When the time comes to start thinking seriously about life after graduation, play and experimentation often takes a back seat. From a creative point of view though, that shift of focus can be understandably detrimental. Parsons graduate Yerang Choi realised this dilemma but felt compelled to use the little time she did have outside of her full-time internship with Imprint Projects, to do something about it.
No More Graphic was and is the response. It’s a place and banner under which Yerang makes work for the sake of making work. Whether the output is illustrative, typographic or colour-based, it’s a means with which she reflects her day-to-day. “A few days ago,” she reveals “I got really excited to see a guy who was wearing a blood orange colour jacket who was on yellow steps.” It may seem an irreverent thing to take note of, but in a world where it’s as difficult as ever to land on a truly original idea, an openness to experimental thinking and making is to be lauded.

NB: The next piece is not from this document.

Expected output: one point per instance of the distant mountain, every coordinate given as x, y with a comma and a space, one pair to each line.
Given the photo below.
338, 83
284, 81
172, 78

It’s an approach rooted in her youth then re-enforced and encouraged at Parsons. As a child, she developed three memorable habits. The first was to collect chewing gum packets “insanely”, resulting in a carefully cultivated book full of them. She also loved moving the furniture around in her home while her family slept. Her parents got quite used, it seems, to waking up to a newly configured house in the morning. Finally, Yerang became obsessed with architectural lines, photographing everything that she could involving them.
While at Parsons, she explored a range of studies including illustration, screen printing, information design and UX design. “It was a playground to me, one where I could experience unexpected processes and results with great professors, mentors and inspirational friends.” Although she’s still figuring out her career path, Yerang is quick to credit the people whose support has ensured that her inquisitive, exploratory nature has subsisted. “My Mom and Juliette Cezzar, the extraordinary professor, who taught me, anything is possible, I just have to do it.” Indeed Cezzar’s influence on Yerang cannot be understated. “Juliette was such a caring and intellectual professor. She pushed me to explore unknown and uncertain areas. I don’t doubt that No More Graphic is an extension of the education I got from her.”
Having been peer-pressured into buying in to the idea that a string of internships was a necessity, Yerang already has Spring Studios and Rational Beauty on her cv. In her time under the wing of Jeanette Abbink at the latter, she worked closely on Questlove’s somethingtofoodabout. “I really value that experience” Yerang explained, “as well as technical skills, I learned some key attitudes and manners from Jeanette, her humble personality and remarkable sense of design are a big influence.”
Hearing Yerang talk about other people’s influence on her, it strikes me that she’s destined to have a big influence on others as well. Sne may just be starting out in the professional world, but if this serves as a timely reminder of the importance to experiment and play, then Yerang will be ahead of schedule, as usual.